Prime Minister Mariano Rajoy played a trump card by calling elections, forcing the separatists to choose between taking part and acknowledging that the breakaway republic declared last Friday is a fiction or boycotting the vote and becoming irrelevant.
Puigdemont, meanwhile, has squandered the momentum built up by the illegal referendum on Oct. 1. He missed his first opportunity to declare independence. Then, after passing the baton to parliament to do it, the leadership melted away at the weekend, leaving supporters baffled.
That paved the way for pro-unity forces to take the initiative. Hundreds of thousands of unionist demonstrators flooded the streets of Barcelona as rebel leaders stayed home. A poll Monday gave further support to Rajoy’s strategy: just 34 percent of Catalans want to break away.
“It’s really astonishing seeing Puigdemont heading to Brussels, showing minimal signs of resistance,” said Pablo Simon, a political science professor at Carlos III University in Madrid. “Rajoy broke the pro-independence camp’s strategy, and now they are forced to pick candidates and rebuild a narrative in a short period of time — just as the pro-constitution camp is more mobilized than ever before.”
Grass-roots activists who drove the push for independence feel betrayed by their political leaders, according to a member of the organization known as the Catalan National Assembly, who declined to be named.

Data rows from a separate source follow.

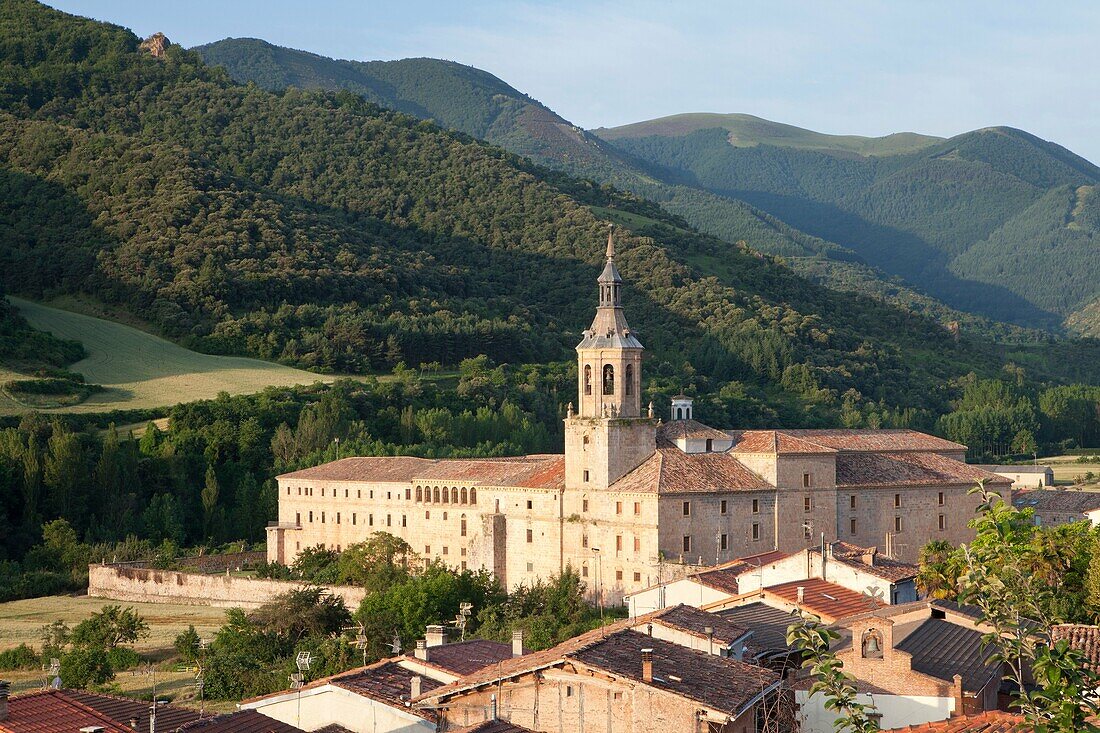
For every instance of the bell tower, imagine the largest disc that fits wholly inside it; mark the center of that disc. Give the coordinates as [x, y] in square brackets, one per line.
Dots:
[608, 435]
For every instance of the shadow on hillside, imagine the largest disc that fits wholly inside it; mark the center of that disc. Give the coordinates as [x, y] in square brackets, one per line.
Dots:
[901, 253]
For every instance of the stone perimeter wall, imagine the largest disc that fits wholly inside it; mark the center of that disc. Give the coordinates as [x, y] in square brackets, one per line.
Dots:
[147, 586]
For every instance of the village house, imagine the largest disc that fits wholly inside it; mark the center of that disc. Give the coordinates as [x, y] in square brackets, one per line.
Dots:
[1054, 506]
[616, 678]
[634, 500]
[916, 664]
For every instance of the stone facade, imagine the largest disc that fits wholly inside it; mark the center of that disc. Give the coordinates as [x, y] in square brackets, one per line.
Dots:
[636, 501]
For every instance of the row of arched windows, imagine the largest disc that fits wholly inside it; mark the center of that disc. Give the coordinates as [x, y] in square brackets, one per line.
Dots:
[446, 495]
[609, 380]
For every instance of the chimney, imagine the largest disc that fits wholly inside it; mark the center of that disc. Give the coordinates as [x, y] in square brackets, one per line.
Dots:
[436, 635]
[647, 665]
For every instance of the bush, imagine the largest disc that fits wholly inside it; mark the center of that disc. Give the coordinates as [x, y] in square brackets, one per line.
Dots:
[21, 657]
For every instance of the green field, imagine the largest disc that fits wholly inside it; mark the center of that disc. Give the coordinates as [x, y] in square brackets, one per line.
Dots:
[141, 370]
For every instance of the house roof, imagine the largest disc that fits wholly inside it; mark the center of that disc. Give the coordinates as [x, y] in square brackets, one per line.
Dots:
[695, 622]
[672, 471]
[539, 471]
[991, 721]
[464, 657]
[1069, 501]
[722, 682]
[867, 470]
[768, 624]
[943, 649]
[242, 721]
[827, 600]
[1081, 637]
[880, 567]
[65, 711]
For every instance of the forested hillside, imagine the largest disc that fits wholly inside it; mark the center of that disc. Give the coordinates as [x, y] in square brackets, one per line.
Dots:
[994, 221]
[479, 104]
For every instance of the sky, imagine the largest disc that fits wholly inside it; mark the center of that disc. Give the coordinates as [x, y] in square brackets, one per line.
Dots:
[855, 67]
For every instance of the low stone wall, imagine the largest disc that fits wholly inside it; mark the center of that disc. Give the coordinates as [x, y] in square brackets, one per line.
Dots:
[147, 586]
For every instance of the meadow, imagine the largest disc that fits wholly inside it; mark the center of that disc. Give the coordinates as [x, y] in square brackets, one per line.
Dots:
[140, 370]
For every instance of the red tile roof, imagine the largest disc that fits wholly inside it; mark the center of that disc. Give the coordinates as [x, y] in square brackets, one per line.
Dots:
[1084, 638]
[992, 721]
[913, 469]
[672, 471]
[541, 471]
[827, 600]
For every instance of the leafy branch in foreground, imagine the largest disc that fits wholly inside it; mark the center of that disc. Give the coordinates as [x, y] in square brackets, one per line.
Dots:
[813, 639]
[1000, 581]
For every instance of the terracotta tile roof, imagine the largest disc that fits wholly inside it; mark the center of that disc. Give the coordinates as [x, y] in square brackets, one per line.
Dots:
[672, 471]
[464, 657]
[242, 721]
[122, 709]
[717, 682]
[705, 678]
[495, 726]
[1084, 638]
[991, 721]
[901, 469]
[541, 471]
[693, 621]
[774, 441]
[1067, 501]
[943, 649]
[881, 566]
[692, 429]
[827, 600]
[891, 440]
[724, 577]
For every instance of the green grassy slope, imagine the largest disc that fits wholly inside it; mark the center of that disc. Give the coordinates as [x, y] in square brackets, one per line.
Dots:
[141, 370]
[747, 131]
[913, 215]
[476, 102]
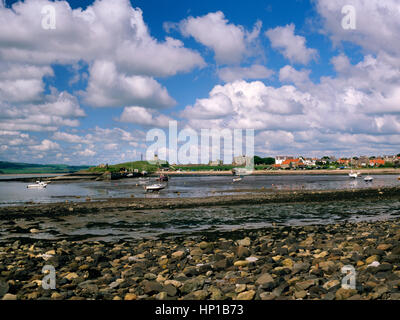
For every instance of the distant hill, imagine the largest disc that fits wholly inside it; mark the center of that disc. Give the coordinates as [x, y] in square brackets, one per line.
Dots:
[15, 168]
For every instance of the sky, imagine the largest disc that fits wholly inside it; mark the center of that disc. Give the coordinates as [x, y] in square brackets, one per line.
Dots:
[84, 82]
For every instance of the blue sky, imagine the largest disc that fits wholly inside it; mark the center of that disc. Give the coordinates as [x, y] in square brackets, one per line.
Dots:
[88, 90]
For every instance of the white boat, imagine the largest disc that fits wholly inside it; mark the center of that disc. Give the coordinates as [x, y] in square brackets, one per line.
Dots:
[37, 185]
[154, 187]
[368, 179]
[353, 175]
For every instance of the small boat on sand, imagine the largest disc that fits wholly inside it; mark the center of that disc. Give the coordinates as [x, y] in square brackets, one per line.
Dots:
[163, 178]
[354, 175]
[368, 179]
[37, 185]
[154, 187]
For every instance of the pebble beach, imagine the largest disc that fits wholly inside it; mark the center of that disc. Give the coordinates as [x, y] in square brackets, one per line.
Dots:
[276, 263]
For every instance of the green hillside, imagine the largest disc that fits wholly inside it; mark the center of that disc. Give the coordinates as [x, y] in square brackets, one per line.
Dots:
[18, 168]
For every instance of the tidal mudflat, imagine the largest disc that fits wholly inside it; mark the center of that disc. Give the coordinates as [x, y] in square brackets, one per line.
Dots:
[285, 245]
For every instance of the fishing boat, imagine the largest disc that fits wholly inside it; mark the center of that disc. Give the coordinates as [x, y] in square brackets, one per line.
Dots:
[154, 187]
[163, 178]
[368, 179]
[37, 185]
[353, 174]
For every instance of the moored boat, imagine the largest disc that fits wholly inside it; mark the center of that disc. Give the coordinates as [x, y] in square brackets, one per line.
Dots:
[368, 179]
[154, 187]
[37, 185]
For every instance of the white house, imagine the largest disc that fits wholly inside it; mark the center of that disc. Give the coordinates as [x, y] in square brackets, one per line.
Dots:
[280, 159]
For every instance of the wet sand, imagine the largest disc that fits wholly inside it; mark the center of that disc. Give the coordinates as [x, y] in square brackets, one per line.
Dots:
[281, 262]
[260, 197]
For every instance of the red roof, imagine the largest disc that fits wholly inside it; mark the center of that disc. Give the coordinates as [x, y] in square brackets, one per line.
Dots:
[377, 161]
[289, 161]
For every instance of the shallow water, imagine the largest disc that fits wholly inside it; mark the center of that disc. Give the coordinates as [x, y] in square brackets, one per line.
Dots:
[12, 193]
[113, 226]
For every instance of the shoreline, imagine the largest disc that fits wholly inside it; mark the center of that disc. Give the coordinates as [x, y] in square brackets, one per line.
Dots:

Members of the movement who were being told until Friday to keep up pressure and defend the republic were disappointed that the regional government’s ousted leaders did little over the weekend to stake their claim. Unless Puigdemont “pulls a rabbit of the hat,” it will be hard to revive the movement, he said.
Just three weeks ago, members of the national police were ready to arrest Puigdemont at the regional parliament if he followed through on a pledge to declare independence. Thousands of police were stationed in a ship at Barcelona’s port and the stakes were high.
But he stepped back from the brink, or in the eyes of the independence movement, lost his nerve. He had come to power on a pledge to seek independence and was propped up in parliament by radical anarchist-leaning separatists.
Rajoy bided his time, seeking allies in Madrid who would back his crackdown on Catalonia. His government was initially criticized after images of police officers beating voters went around the world and his strategy has since become more measured. Last week, with support from other parties in Madrid, he used the most potent tools available to him, firing Puigdemont, seizing the government and dissolving the Catalan parliament.
Now government workers are among those left wondering about their future.
Just one example are those representing Catalonia in the network of diplomatic offices the regional government has set up from Berlin to Washington. They were given little information about their fate, according to someone who works at one of the quasi-embassies.
An email told them they were now on holiday, pending their official dismissal, without further explanation.